Delta had a considerable increase in the percentage of foreign currency sales during the quarter, reaching above 70%, according to the beverage manufacturers' quarter trading update.
In comparison to the same period in 2021, the volume of lager beer increased by 17% for the quarter and 18% for the nine months. The business said that the extra packaging plant installation would be operational in the first half of 2023 as planned. In Zimbabwe, the volume of sorghum beer increased by 12% during the course of the first nine months and by 11% for the quarter.
Additionally, work is being done at the Harare Brewery to install extra production capacity, which will be put into service in the first half of 2023.
According to the company, Natbrew Zambia's volumes are recovering, with a gain of 11% over the past nine months that includes some regional exports.
The volume at United National Breweries South Africa remained unchanged for the third quarter but increased by 20% for the first nine months, despite power outages and distributors and resellers cutting back on market service in reaction to rising fuel prices.
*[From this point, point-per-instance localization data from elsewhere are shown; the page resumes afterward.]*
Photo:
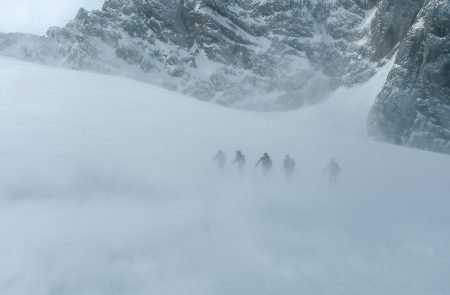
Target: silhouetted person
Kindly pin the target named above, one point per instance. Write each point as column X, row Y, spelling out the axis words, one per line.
column 221, row 160
column 288, row 167
column 333, row 169
column 266, row 164
column 239, row 160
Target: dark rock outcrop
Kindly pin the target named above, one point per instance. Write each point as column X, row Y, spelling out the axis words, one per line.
column 413, row 108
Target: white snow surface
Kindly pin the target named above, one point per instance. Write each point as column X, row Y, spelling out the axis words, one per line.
column 107, row 186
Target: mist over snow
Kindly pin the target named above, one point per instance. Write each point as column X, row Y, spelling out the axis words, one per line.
column 36, row 16
column 107, row 186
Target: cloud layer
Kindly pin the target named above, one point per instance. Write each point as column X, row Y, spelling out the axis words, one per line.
column 35, row 16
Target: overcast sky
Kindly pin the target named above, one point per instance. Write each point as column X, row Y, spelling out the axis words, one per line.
column 35, row 16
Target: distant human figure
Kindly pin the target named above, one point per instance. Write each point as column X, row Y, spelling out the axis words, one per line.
column 289, row 167
column 333, row 169
column 239, row 160
column 221, row 160
column 266, row 164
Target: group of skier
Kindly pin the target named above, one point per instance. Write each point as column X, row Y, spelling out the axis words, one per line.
column 265, row 162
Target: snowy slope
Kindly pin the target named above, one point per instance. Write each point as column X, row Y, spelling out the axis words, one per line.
column 107, row 187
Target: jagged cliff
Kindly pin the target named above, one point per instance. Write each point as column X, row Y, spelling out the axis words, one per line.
column 270, row 55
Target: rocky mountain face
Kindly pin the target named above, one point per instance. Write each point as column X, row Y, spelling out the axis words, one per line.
column 265, row 55
column 413, row 108
column 269, row 54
The volume of sparkling beverages increased by 5% for the quarter and by 14% for the entire nine-month period.
For the third quarter and the past nine months, African Distillers Limited (Afdis) recorded volume growth of 10% and 11%, respectively. The lack of glass bottles in the area limited the availability of ciders.
The company started local cider fermentation and commissioned a new PET machine for the bottling of spirits.
Due to the year-long juicing fruit carrier constraints, Schweppes Holdings Africa's volume remained unchanged for the first nine months.
According to Morgan & Co, the persistence of the almost entirely dollarised informal market sector has been a major factor in Delta's continued volume expansion despite the contractionary policies put in place by monetary and fiscal authorities.
“Delta's distribution channels extensively tap into near-cash markets, and we assert that this has driven its 70% plus foreign currency sales contribution. We also add that electioneering activity will complement demand at least until the second quarter in Delta's F24 year (fiscal year 2024),” it said.